README.md
In MLCOPULA: Classification Models with Copula Functions

MLCOPULA

This package implements 7 copulas for supervised classification: frank, gaussian, clayton, joe, gumbel, AMH and grid. The classification model is based on the Bayes theorem, similar to the naive Bayes classifier model, but does not assume that the features are independent.

The probability of a class given a set of characteristics (predictor variables) is:

$$P(A|x_1,..x_d) \alpha \prod_{i = 1}^{d}f_{X_i|A}(x_i)c(u_1,...,u_i)$$

where each $u_i = F_{X_i|A}(x_i)$ with $i = 1,2,..d$.

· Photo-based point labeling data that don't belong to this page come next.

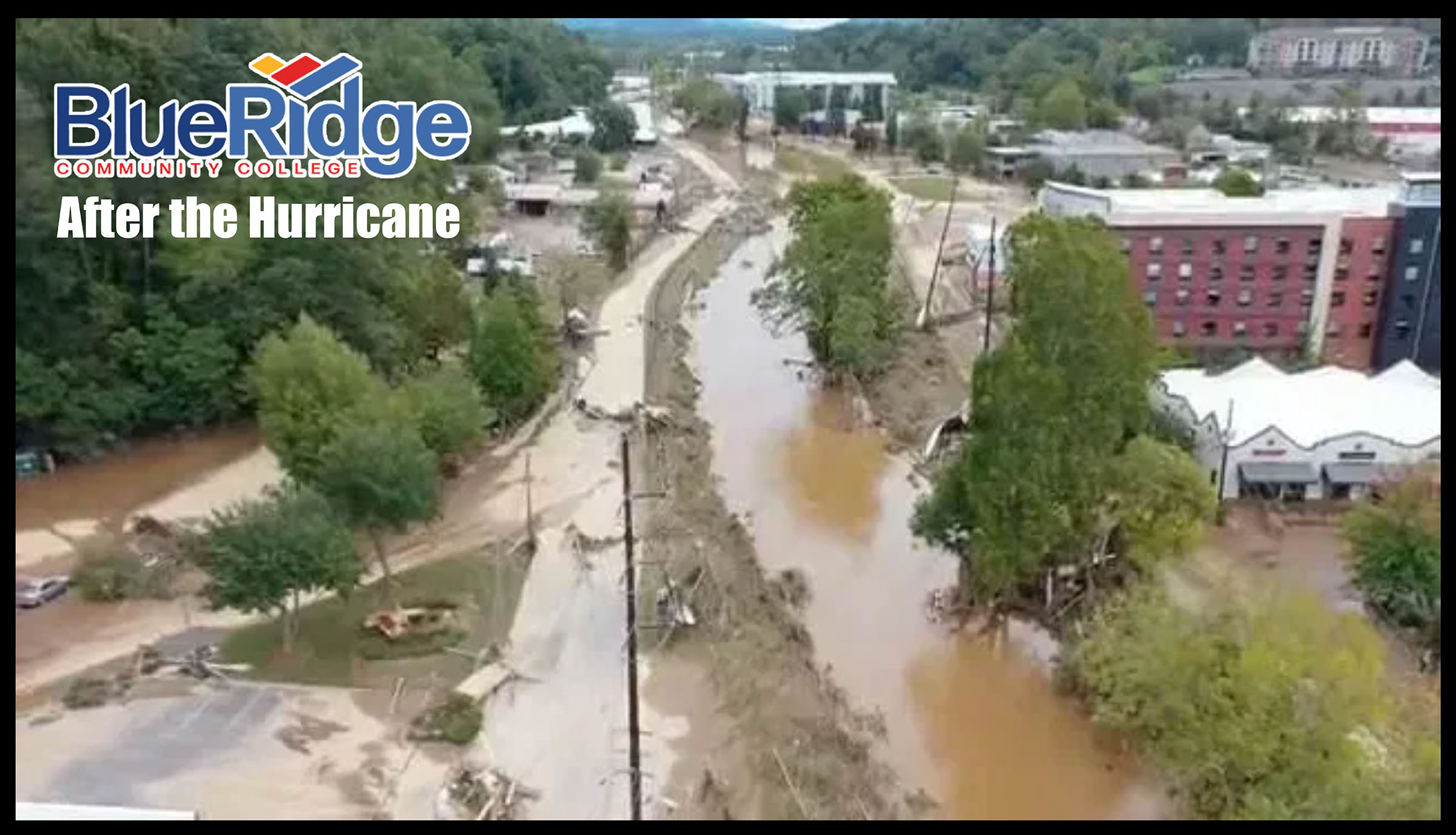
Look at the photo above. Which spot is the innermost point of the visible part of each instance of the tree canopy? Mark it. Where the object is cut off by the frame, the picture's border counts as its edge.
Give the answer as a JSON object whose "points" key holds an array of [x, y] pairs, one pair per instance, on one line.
{"points": [[1272, 707], [263, 554], [123, 337], [306, 382], [1047, 468], [835, 279]]}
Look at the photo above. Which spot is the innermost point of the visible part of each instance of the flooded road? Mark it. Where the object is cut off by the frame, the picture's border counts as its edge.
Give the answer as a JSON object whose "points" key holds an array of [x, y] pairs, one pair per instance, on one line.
{"points": [[976, 726]]}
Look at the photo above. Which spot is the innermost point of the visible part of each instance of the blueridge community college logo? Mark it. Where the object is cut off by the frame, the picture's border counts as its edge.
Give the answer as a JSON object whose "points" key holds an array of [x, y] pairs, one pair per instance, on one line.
{"points": [[203, 130]]}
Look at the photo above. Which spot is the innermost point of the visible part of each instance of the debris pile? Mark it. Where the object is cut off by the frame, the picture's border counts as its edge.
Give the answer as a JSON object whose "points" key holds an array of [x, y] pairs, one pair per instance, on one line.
{"points": [[477, 793]]}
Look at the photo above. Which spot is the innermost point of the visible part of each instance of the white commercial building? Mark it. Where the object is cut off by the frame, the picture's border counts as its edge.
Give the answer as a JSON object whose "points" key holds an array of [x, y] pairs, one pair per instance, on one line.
{"points": [[759, 88], [1326, 433]]}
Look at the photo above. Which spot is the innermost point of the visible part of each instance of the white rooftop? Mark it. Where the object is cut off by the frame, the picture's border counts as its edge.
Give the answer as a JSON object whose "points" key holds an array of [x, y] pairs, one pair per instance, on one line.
{"points": [[810, 79], [1401, 404], [1171, 205]]}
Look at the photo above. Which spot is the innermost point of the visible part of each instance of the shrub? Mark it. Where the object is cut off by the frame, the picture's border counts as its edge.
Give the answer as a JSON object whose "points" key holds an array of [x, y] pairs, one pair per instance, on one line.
{"points": [[455, 720]]}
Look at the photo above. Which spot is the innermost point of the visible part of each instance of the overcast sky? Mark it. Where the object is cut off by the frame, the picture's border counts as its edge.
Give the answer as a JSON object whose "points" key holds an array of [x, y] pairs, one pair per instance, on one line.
{"points": [[801, 22]]}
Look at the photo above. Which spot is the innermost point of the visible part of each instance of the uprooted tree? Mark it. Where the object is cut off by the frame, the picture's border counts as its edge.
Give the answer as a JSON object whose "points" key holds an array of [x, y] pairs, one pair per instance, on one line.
{"points": [[1057, 476], [263, 556]]}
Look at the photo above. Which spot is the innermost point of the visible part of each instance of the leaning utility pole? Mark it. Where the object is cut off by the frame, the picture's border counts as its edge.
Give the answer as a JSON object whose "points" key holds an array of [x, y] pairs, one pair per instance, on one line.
{"points": [[940, 251], [634, 729], [991, 291]]}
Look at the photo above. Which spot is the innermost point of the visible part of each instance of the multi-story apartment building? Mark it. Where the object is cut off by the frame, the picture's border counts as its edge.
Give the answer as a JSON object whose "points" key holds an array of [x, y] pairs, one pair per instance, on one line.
{"points": [[1410, 324], [1378, 50], [1287, 273]]}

The copula density function $c(u_1,..u_i)$ is modeled by bivariate copula functions, using graphical models (trees and chains)

For more details and visualization of the copulas, go to https://abrahammontoyacalzada.shinyapps.io/Copulas/

Frank copula:

$$C(u_1,u_2;\theta) = -\frac{1}{\theta} ln \left[ 1 + \frac{(e^{-\theta u_1} - 1) (e^{-\theta u_2} - 1) } {e^{-\theta} - 1} \right]$$

with $\theta \in (-\infty,\infty)/0$

This copula has no upper nor lower tail dependency.

Clayton copula:

$$C(u_1,u_2;\theta) = \left( u_1^{-\theta} + u_2^{-\theta} - 1 \right)^{-1/\theta}$$

with $\theta \in [-1,\infty)/0$

When $\theta \geq 0$ has lower tail dependence equal to $\lambda_L = 2^{-1/\theta}$

Gaussiana (Normal) copula $$C(u_1,u_2;\theta) = \Phi_G (\Phi^{-1} (u_1) , \Phi^{-1} (u_2) )$$

with $\theta \in (-1,1)$

This copula has no upper nor lower tail dependency.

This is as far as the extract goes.